Template and Guidelines for Writing Geospatial Analysis Articles
Purpose of This Document
This document provides a general structure and writing guidance for research papers involving geospatial analysis. It is designed to promote consistency, clarity, and methodological transparency across disciplines such as environmental science, built environment, ecology, geography, and social sciences.
Each section outlines key elements and best practices, which can be tailored according to the study’s objectives and data characteristics.
Recommended Article Structure
1. Introduction
Purpose: Establish the research context, significance, and objectives.
Key Elements:
- Background: Importance of spatial perspective in the studied domain.
- Problem statement (review of existing studies in terms of topics and methods): Why spatial analysis is necessary (e.g., spatial heterogeneity, accessibility, spatial dependence). Here are some commonly used concepts in spatial analysis:
- Spatial association: second-dimension spatial association, interactive detector for spatial association, local pathways of association
- Spatial autocorrelation: heterogeneous spatial autocorrelation,
- Geostatistics or Kriging: segment-based regression kriging,
- Spatial heterogeneity: spatial stratified heterogeneity, local stratified heterogeneity, generalized heterogeneity, geographically optimal zones-based heterogeneity, locally explained heterogeneity, wavelet geographically weighted regression, spatio-temporal unmixing with heterogeneity,
- Spatial interaction: robust Interaction, interactive detector for spatial association, geographical pattern interaction,
- Geographical similarity: geographically optimal similarity,
- Geocomplexity: geocomplexity,
- Spatial graph network: geographical graph neural network, dynamic spatiotemporal graph network,
- Spatial fusion: spatial context-aware fusion,
- Spatial anisotropy: spatial irregular anisotropy,
- Spatial accessibility: D2SFCA spatiotemporal accessibility,
- Spatial decision-making: MFSD spatial decision making,
- Spatial big data: spatial big data-based city redefinition,
- Spatial path analysis: local pathways of association
- Spatial segmentation: spatial heterogeneity-based segmentation, gaussian mixture segmentation,
- Spatial trade-off: spatial trade-off relation, dynamic trade-off, spatial delta model,
- Spatial unmixing: spatio-temporal unmixing with heterogeneity
- Robust spatial models: robust geographical detector, robust interaction detector
- Advanced geographical detector models: Optimal Parameters-based Geographical Detector (OPGD), Robust Interaction Detector (RID), Local indicator of stratified power (LISP), Geographically Optimal Zones-based Heterogeneity (GOZH), Geographical Pattern Interaction (GPI), Interactive Detector for Spatial Associations (IDSA), Robust Geographical Detector (RGD), Locally explained heterogeneity model, Generalized Heterogeneity Model (GHM), Heterogeneous spatial autocorrelation (HSA)
- Research gap: Limitations in current studies or methods.
- Aim and objectives: Clearly state what the study seeks to achieve.
2. Study Area and Data
Purpose: Describe the spatial context and data foundation.
Key Elements:
- Study area: Location (explain why this location is important), boundaries, geography, and significance.
- Data sources: Remote sensing data, GIS layers, social datasets, field surveys, temporal and spatial resolution, etc.
- Data preprocessing.
3. Methodology
Purpose: Explain analytical model and technical procedures (detailed steps).

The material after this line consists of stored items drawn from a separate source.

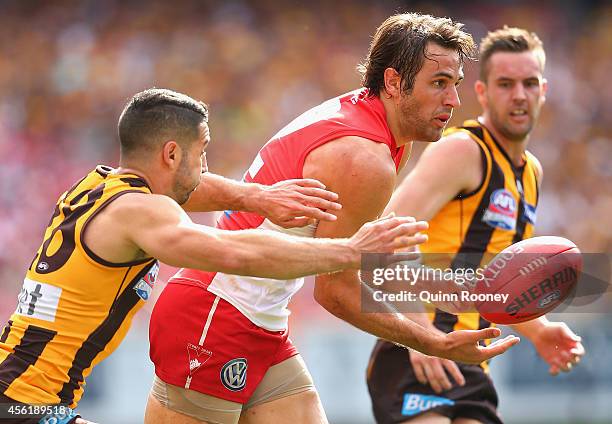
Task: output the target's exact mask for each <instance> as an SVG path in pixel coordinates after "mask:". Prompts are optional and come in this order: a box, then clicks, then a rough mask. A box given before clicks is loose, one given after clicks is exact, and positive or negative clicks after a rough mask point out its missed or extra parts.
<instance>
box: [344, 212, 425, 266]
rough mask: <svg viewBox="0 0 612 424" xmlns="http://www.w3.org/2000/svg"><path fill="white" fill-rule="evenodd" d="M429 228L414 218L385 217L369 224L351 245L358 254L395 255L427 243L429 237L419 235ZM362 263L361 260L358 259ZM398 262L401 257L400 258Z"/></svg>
mask: <svg viewBox="0 0 612 424" xmlns="http://www.w3.org/2000/svg"><path fill="white" fill-rule="evenodd" d="M427 227H428V224H427V222H425V221H415V220H414V218H412V217H409V216H408V217H395V216H393V215H388V216H385V217H384V218H380V219H377V220H376V221H372V222H367V223H365V224H363V226H362V227H361V228H360V229H359V231H357V232H356V233H355V234H354V235H353V237H351V238H350V240H349V244H350V246H351V247H352V248H353V249H354V250H355V252H356V253H359V254H361V253H394V252H395V251H396V250H404V249H406V248H408V247H411V246H416V245H417V244H421V243H424V242H426V241H427V236H426V235H424V234H419V232H420V231H423V230H426V229H427ZM411 255H418V254H417V253H416V252H411V253H404V254H402V255H401V257H402V258H403V257H410V256H411ZM357 259H358V260H359V261H360V258H357ZM398 260H400V259H399V257H398Z"/></svg>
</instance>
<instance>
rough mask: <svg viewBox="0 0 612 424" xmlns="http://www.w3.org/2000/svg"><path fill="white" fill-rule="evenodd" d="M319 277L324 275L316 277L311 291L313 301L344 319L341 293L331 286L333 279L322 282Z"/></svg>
mask: <svg viewBox="0 0 612 424" xmlns="http://www.w3.org/2000/svg"><path fill="white" fill-rule="evenodd" d="M321 278H324V277H322V276H319V277H316V284H315V288H314V292H313V295H314V299H315V301H316V302H317V303H318V304H319V305H321V306H322V307H323V308H325V309H326V310H327V311H328V312H329V313H330V314H332V315H334V316H336V317H338V318H340V319H344V316H345V315H346V308H345V307H344V302H343V301H342V296H341V294H340V293H339V291H338V290H335V288H334V287H333V285H334V282H333V281H329V282H325V283H323V282H322V281H320V279H321Z"/></svg>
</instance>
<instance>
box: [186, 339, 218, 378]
mask: <svg viewBox="0 0 612 424" xmlns="http://www.w3.org/2000/svg"><path fill="white" fill-rule="evenodd" d="M187 354H188V355H189V375H193V374H194V373H195V372H196V371H197V370H198V369H200V367H201V366H202V365H204V364H205V363H206V362H208V360H209V359H210V358H211V356H212V352H211V351H210V350H208V349H204V348H203V347H202V346H199V345H194V344H193V343H187Z"/></svg>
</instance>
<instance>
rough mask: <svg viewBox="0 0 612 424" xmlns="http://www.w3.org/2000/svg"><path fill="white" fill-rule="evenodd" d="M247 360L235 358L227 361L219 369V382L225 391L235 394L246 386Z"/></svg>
mask: <svg viewBox="0 0 612 424" xmlns="http://www.w3.org/2000/svg"><path fill="white" fill-rule="evenodd" d="M246 371H247V360H246V359H245V358H236V359H232V360H231V361H228V362H226V363H225V365H223V368H221V382H222V383H223V385H224V386H225V388H226V389H228V390H231V391H232V392H237V391H239V390H242V389H244V386H245V385H246Z"/></svg>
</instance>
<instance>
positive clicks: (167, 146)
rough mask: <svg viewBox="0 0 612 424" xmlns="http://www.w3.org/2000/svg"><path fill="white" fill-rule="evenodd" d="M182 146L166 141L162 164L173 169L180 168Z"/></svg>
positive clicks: (163, 148) (169, 167)
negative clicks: (162, 163) (163, 164)
mask: <svg viewBox="0 0 612 424" xmlns="http://www.w3.org/2000/svg"><path fill="white" fill-rule="evenodd" d="M182 153H183V152H182V151H181V146H179V144H178V143H177V142H176V141H174V140H170V141H166V143H164V146H163V147H162V162H163V163H164V164H166V166H168V167H169V168H171V169H176V168H178V166H179V163H180V160H181V156H182Z"/></svg>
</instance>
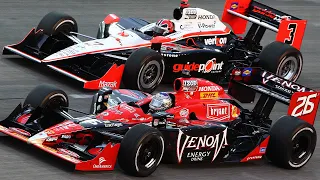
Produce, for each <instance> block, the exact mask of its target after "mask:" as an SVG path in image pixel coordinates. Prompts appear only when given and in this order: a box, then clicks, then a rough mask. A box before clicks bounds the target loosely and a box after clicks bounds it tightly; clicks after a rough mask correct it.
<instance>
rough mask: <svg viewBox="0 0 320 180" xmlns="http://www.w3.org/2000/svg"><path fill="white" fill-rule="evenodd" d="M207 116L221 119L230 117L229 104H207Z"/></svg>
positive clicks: (214, 120)
mask: <svg viewBox="0 0 320 180" xmlns="http://www.w3.org/2000/svg"><path fill="white" fill-rule="evenodd" d="M207 118H208V119H212V120H214V121H221V120H224V119H229V118H230V104H228V103H221V104H207Z"/></svg>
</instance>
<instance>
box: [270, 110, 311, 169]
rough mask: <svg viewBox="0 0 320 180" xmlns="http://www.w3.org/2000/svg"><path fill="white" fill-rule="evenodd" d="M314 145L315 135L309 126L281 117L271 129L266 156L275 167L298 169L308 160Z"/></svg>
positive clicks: (288, 168)
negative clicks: (268, 143)
mask: <svg viewBox="0 0 320 180" xmlns="http://www.w3.org/2000/svg"><path fill="white" fill-rule="evenodd" d="M316 143H317V133H316V130H315V129H314V127H313V126H312V125H311V124H309V123H307V122H305V121H303V120H301V119H299V118H297V117H293V116H283V117H281V118H280V119H279V120H278V121H277V122H276V123H275V124H274V125H273V126H272V128H271V131H270V140H269V144H268V148H267V152H266V155H267V157H268V159H269V160H270V161H271V162H272V163H273V164H275V165H276V166H279V167H282V168H286V169H299V168H301V167H303V166H304V165H305V164H306V163H307V162H308V161H309V160H310V158H311V156H312V154H313V152H314V150H315V147H316Z"/></svg>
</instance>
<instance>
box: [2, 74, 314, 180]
mask: <svg viewBox="0 0 320 180" xmlns="http://www.w3.org/2000/svg"><path fill="white" fill-rule="evenodd" d="M248 71H249V73H248ZM232 74H233V75H232V76H231V81H230V86H229V89H228V94H227V93H226V92H225V91H224V90H223V88H222V87H221V86H219V85H217V84H215V83H213V82H210V81H208V80H206V79H202V78H193V77H187V76H186V77H181V78H177V79H176V80H175V81H174V92H160V93H158V94H156V95H153V96H151V95H150V94H148V93H144V92H141V91H137V90H127V89H111V88H108V87H104V88H102V89H101V90H99V91H98V92H97V93H96V94H95V95H94V97H93V99H92V100H93V101H92V105H91V110H90V112H91V113H90V114H88V115H84V116H80V117H72V115H70V114H69V113H68V112H67V111H68V110H73V109H71V108H68V104H69V102H68V96H67V95H66V93H65V92H63V91H62V90H60V89H58V88H57V87H55V86H51V85H40V86H38V87H36V88H35V89H34V90H32V91H31V92H30V93H29V95H28V96H27V98H26V99H25V101H24V103H23V105H22V104H19V105H18V106H17V107H16V108H15V110H14V111H13V112H12V113H11V114H10V115H9V116H8V118H6V119H5V120H2V121H0V132H2V133H5V134H7V135H9V136H12V137H14V138H17V139H20V140H22V141H24V142H27V143H28V144H31V145H34V146H35V147H37V148H39V149H41V150H44V151H46V152H49V153H51V154H53V155H55V156H57V157H59V158H61V159H63V160H66V161H67V162H70V163H71V164H72V165H74V167H75V169H76V170H81V171H97V170H113V169H114V167H115V164H116V161H117V162H118V165H119V167H120V168H121V169H122V170H123V171H124V172H126V173H128V174H130V175H134V176H148V175H150V174H151V173H152V172H154V171H155V170H156V168H157V167H158V165H159V163H160V162H161V161H162V162H167V163H180V164H181V163H197V162H203V163H204V162H209V163H213V162H220V163H221V162H247V161H251V160H258V159H262V158H263V156H265V155H266V156H267V157H268V159H269V160H270V161H271V162H272V163H274V164H275V165H277V166H279V167H284V168H289V169H299V168H301V167H302V166H304V165H305V164H306V163H307V162H308V161H309V160H310V158H311V156H312V154H313V152H314V150H315V147H316V142H317V135H316V130H315V128H314V127H313V124H314V121H315V117H316V113H317V109H318V104H319V98H320V96H319V92H315V91H313V90H312V89H310V88H307V87H304V86H302V85H300V84H296V83H294V82H292V81H288V80H285V79H283V78H281V77H279V76H276V75H275V74H273V73H270V72H268V71H265V70H262V69H260V68H254V69H247V68H239V69H236V70H234V71H233V72H232ZM256 92H258V93H261V96H260V98H259V100H258V102H257V103H256V105H255V107H254V108H253V110H249V109H244V108H243V107H242V106H241V105H240V104H239V103H237V101H236V99H237V100H239V101H240V102H251V101H253V99H254V97H255V93H256ZM231 96H233V97H235V98H236V99H233V98H231ZM276 102H281V103H284V104H287V105H289V109H288V114H287V115H284V116H282V117H280V119H278V120H277V121H276V122H275V123H274V124H273V125H272V126H271V124H272V122H273V120H271V119H270V118H269V114H270V113H271V111H272V109H273V107H274V105H275V103H276ZM74 111H75V110H74Z"/></svg>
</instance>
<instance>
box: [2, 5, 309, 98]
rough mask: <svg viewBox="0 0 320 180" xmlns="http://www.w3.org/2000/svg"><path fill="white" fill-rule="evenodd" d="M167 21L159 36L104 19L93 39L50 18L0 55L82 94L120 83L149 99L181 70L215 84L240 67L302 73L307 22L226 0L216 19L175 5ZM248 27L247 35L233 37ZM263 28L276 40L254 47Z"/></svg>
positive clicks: (133, 27) (285, 77) (259, 40)
mask: <svg viewBox="0 0 320 180" xmlns="http://www.w3.org/2000/svg"><path fill="white" fill-rule="evenodd" d="M170 22H172V23H173V25H174V31H173V32H172V33H169V34H165V35H159V34H156V33H155V27H157V26H156V23H149V22H147V21H145V20H143V19H139V18H120V17H118V16H117V15H115V14H109V15H108V16H107V17H106V18H105V19H104V21H102V22H101V23H100V24H99V30H98V34H97V37H90V36H87V35H83V34H80V33H78V27H77V22H76V21H75V19H74V18H72V17H71V16H69V15H67V14H63V13H58V12H51V13H49V14H47V15H46V16H44V18H43V19H42V20H41V21H40V23H39V24H38V26H37V28H33V29H32V30H31V31H30V33H29V34H28V35H27V36H26V37H25V38H24V39H23V40H22V41H21V42H20V43H18V44H13V45H8V46H5V47H4V49H3V54H5V55H10V54H18V55H21V56H23V57H25V58H27V59H30V60H33V61H35V62H38V63H42V64H44V65H46V66H47V67H49V68H51V69H53V70H55V71H58V72H59V73H62V74H65V75H67V76H69V77H71V78H73V79H75V80H77V81H80V82H82V83H83V84H84V85H83V87H84V88H86V89H99V88H101V87H104V86H108V87H111V88H119V87H120V84H121V83H122V82H123V85H124V86H125V87H126V88H129V89H138V90H142V91H145V92H153V91H154V90H155V88H157V86H158V85H159V84H160V82H170V81H172V80H173V79H175V77H177V76H180V74H181V71H182V70H184V69H186V70H189V71H190V73H191V75H192V76H193V77H202V78H205V79H208V80H210V81H213V82H216V83H218V84H223V83H225V82H228V80H229V74H230V72H231V71H232V70H233V69H234V68H237V67H248V71H246V73H250V71H251V70H250V67H256V66H258V67H262V68H264V69H266V70H268V71H270V72H273V73H275V74H277V75H279V76H281V77H283V78H285V79H288V80H292V81H296V80H297V79H298V77H299V75H300V73H301V71H302V65H303V58H302V55H301V53H300V51H299V49H300V46H301V43H302V39H303V35H304V30H305V27H306V23H307V21H306V20H301V19H299V18H297V17H294V16H291V15H289V14H286V13H283V12H281V11H279V10H276V9H273V8H271V7H269V6H266V5H264V4H261V3H258V2H256V1H253V0H226V3H225V7H224V11H223V15H222V18H221V20H220V19H219V17H218V16H217V15H216V14H214V13H212V12H209V11H207V10H205V9H202V8H193V7H190V5H189V4H188V2H187V1H186V0H183V1H181V5H180V7H179V8H176V9H174V11H173V19H171V20H170ZM248 22H251V23H252V26H251V28H250V29H249V31H248V32H247V33H246V34H245V36H244V37H240V36H238V35H237V34H244V33H245V30H246V27H247V23H248ZM225 23H226V24H229V25H230V27H231V28H232V30H231V29H229V28H228V27H227V26H226V24H225ZM267 29H268V30H272V31H274V32H276V33H277V36H276V41H275V42H272V43H271V44H269V45H267V46H265V47H264V48H263V47H262V46H261V45H260V41H261V39H262V37H263V35H264V33H265V31H266V30H267ZM80 37H82V38H87V39H89V40H87V41H83V40H81V39H80ZM245 75H246V74H244V76H245Z"/></svg>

Subsections (adapt as needed):
- Conceptual framework: Show the logic connecting data, models, and objectives (diagram preferred).
- Spatial analysis techniques: e.g., spatial autocorrelation, hotspot detection, spatial regression, machine learning, or geostatistics.
- Model development: Model selection, parameter tuning, and validation strategy.
- Model validation: Uncertainty and sensitivity analysis.
- Model validation indicators:
4. Results
Purpose: Present analytical and spatial outcomes clearly (it is better to have exactly same structure with methods section).
Key Elements:
- Descriptive statistics of key variables.
- Spatial distribution maps (e.g., thematic, cluster, or residual maps).
- Model results and performance metrics (e.g., R², RMSE, Moran’s I, DG score).
- Comparative analysis between scenarios, models, or regions.
5. Discussion
Purpose: Interpret findings within the broader context.
Key Elements:
- Explain the spatial patterns and their underlying drivers.
- Compare with previous studies (consistencies or discrepancies).
- Theoretical implications (e.g., spatial processes, geocomplexity, scale effects).
- Practical or policy implications (e.g., planning, conservation, infrastructure design).
- Limitations and future work.
6. Conclusions
Purpose: Summarize the key findings and significance.
Key Elements:
- Core outcomes of the analysis.
- Novelty and methodological contributions.
- Implications for research, practice, or policy.
- Future directions for geospatial modeling or data integration.
7. Data and Code Availability
Encourage reproducibility by listing data repositories, DOIs, Figshare, or GitHub links where applicable.